Nona concentração urbana do país, com 2,6 milhões de habitantes, desigual e maltratada, a cidade dos forasteiros abriga hoje duas gerações de brasilienses. Gente que nasceu, cresceu, formou-se, arranjou trabalho ali e sente-se perfeitamente em paz com aquela geometria de superquadras, eixões e ruas de nome cifrado e aqueles que permanecem e ali residem temporiariamente, conforme as exigências de trabalho sediados, principalmente, nos Poderes constituídos. Acostumados com a proximidade do poder e seus pecados, os brasilienses se orgulham mesmo é do ar peculiar, quase interiorano, que conseguiram conservar na confusão da metrópole. É incompreensível para eles ver sua cidade descrita por viajantes como desumana ou artificial.
Cinquentona, Brasília mudou!!!
É uma mudança que primeiro se revela, no espaço urbano. Dinâmica , a cidade redefiniu sua amplidão. Nasceu como uma cidade planejada mas se transformou em algo completamente diferente do que seus criadores poderiam imaginar!
Inaugurada em 21 de abril de 1960, Brasília não passava de um conjunto de 360.000 metros quadrados de obras concluídas e cerca de outros 200.000 metros quadrados de construções inacabadas. Era pouca coisa para exíguos 43 meses de trabalho, pouco para fazer disso uma boa cidade. Mas o suficiente para garantir novo abrigo aos Três Poderes da República e dar início à interiorização do Brasil. Com Brasília, Juscelino Kubitschek tirava o país de quatro séculos de vida litorânea e empurrava-o em direção ao oeste, para tomar posse do que ele chamava de o "maior deserto fértil do mundo".
A cidade que surgiu do meio do nada nasceu cheia de pretensões. O Plano Piloto de Lúcio Costa e as obras de Oscar Niemeyer estavam carregados das ideias modernistas do urbanismo daqueles tempos. Brasília não podia parecer uma cidade como as outras. Devia fugir do modelo urbano comum a quase toda a humanidade.

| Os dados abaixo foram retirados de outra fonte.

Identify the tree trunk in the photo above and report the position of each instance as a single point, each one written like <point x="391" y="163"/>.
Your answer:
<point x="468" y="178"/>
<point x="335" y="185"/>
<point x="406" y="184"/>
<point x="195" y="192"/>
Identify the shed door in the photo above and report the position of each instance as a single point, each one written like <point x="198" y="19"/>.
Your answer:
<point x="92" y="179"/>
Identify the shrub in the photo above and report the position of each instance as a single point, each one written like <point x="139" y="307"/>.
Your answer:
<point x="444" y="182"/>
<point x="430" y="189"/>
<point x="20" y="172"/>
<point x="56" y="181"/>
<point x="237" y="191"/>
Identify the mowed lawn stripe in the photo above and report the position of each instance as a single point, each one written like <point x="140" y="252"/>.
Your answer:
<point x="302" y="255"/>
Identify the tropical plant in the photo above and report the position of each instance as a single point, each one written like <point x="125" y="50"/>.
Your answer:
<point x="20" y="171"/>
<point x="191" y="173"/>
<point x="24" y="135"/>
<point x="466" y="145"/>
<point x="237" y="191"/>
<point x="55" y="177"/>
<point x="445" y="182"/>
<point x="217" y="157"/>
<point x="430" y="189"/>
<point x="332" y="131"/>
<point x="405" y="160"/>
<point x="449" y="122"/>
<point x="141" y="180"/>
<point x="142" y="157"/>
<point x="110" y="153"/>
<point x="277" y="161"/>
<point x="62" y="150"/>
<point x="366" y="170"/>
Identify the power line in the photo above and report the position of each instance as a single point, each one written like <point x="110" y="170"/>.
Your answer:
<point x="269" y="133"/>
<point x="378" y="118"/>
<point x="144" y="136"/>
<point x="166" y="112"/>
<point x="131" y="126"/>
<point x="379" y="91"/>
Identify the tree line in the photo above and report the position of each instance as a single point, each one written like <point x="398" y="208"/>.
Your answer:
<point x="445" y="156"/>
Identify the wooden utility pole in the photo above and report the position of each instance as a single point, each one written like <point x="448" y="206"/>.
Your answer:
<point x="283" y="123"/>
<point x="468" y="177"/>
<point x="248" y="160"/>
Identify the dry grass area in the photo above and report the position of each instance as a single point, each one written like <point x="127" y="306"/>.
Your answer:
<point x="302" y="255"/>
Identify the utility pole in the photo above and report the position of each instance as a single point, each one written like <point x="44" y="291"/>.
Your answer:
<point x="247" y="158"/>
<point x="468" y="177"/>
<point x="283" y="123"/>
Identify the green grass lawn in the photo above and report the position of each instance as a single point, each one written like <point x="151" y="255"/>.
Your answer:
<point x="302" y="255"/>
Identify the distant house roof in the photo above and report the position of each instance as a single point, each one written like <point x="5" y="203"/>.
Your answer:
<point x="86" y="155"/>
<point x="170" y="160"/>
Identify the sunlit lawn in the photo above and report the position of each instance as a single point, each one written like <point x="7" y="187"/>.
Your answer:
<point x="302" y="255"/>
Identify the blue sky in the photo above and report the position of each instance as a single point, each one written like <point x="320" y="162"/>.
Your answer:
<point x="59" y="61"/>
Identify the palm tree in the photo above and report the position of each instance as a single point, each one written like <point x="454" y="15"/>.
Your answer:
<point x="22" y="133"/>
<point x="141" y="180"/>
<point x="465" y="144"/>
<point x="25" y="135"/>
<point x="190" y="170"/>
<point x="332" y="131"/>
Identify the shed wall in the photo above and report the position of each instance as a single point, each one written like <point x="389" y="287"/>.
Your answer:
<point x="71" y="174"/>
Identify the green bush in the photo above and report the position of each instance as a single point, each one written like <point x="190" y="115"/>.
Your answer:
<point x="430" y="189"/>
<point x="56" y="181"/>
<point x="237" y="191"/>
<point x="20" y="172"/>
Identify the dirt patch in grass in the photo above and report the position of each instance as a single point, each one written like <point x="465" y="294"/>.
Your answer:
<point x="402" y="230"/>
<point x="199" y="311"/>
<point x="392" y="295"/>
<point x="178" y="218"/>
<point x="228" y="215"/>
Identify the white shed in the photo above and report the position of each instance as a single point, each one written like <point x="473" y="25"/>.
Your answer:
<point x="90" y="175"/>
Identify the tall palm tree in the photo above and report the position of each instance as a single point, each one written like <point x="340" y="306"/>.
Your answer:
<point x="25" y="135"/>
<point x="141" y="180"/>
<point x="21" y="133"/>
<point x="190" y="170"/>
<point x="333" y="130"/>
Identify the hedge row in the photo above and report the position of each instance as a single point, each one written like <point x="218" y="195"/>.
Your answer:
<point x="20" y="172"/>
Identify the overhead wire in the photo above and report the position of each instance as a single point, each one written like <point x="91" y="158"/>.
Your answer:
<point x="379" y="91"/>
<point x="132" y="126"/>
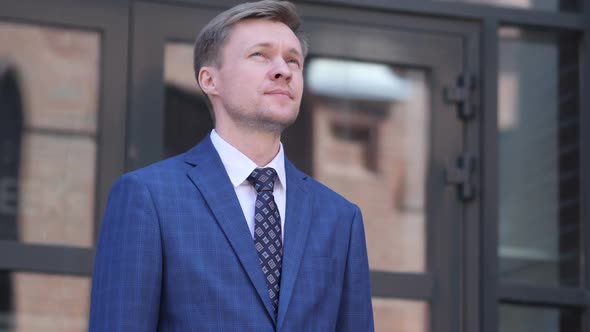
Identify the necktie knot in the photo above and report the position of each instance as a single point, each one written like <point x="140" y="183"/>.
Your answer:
<point x="263" y="179"/>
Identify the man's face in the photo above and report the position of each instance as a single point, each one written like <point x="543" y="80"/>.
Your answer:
<point x="260" y="81"/>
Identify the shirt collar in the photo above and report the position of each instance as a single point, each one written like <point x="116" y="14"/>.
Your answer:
<point x="238" y="166"/>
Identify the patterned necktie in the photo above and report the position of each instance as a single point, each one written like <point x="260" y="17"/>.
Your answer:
<point x="267" y="230"/>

Os urbanistas que no início do século XX, se preocupavam em superar os problemas causados pelos incríveis crescimentos populacionais tornaram-se críticos das aglomerações humanas. Nada de cruzamentos de ruas simples, com prédios alinhados nas margens. Nada de quarteirões corriqueiros, ruelas transversais, prédios distintos ou sistemas de lotes urbanos. "Deve-se separar o pedestre da ronda infernal dos automóveis", afirmava Lúcio Costa. os modernistas não tinham intenção apenas de reinventar cidades. Queriam redefinir o próprio modo de viver.
Os conceitos fortes e diretos que embasaram o projeto de Brasília acabaram lhe conferindo a injustificada fama de cidade planejada. Na verdade, para os críticos e especialistas, hoje, ela não foi nada mais do que "desenhada". "Na verdade, como falar em planejamento numa capital que não tratou de pensar no transporte público? não previu linhas de metrô para conectá-la às cidades satélites? Brasília passou mais da metade de sua existência poluindo um estupendo lago artificial, o Paranoá, com dejetos de suas melhores casas..."
A capital que 50 anos depois se impõe ao país, porém, é bem mais complexa e já não pode ser pensada apenas como o núcleo tombado pela Unesco como patrimônio da humanidade. A brasileiríssima capital está cercada de pobreza e carregada de desafios que levarão outras tantas décadas para ser resolvidos!!!
E afinal? o Brasil ficou melhor ou pior com Brasília? O balanço é positivo: com a marcha rumo ao oeste, os brasileiros conquistaram dois terços do país.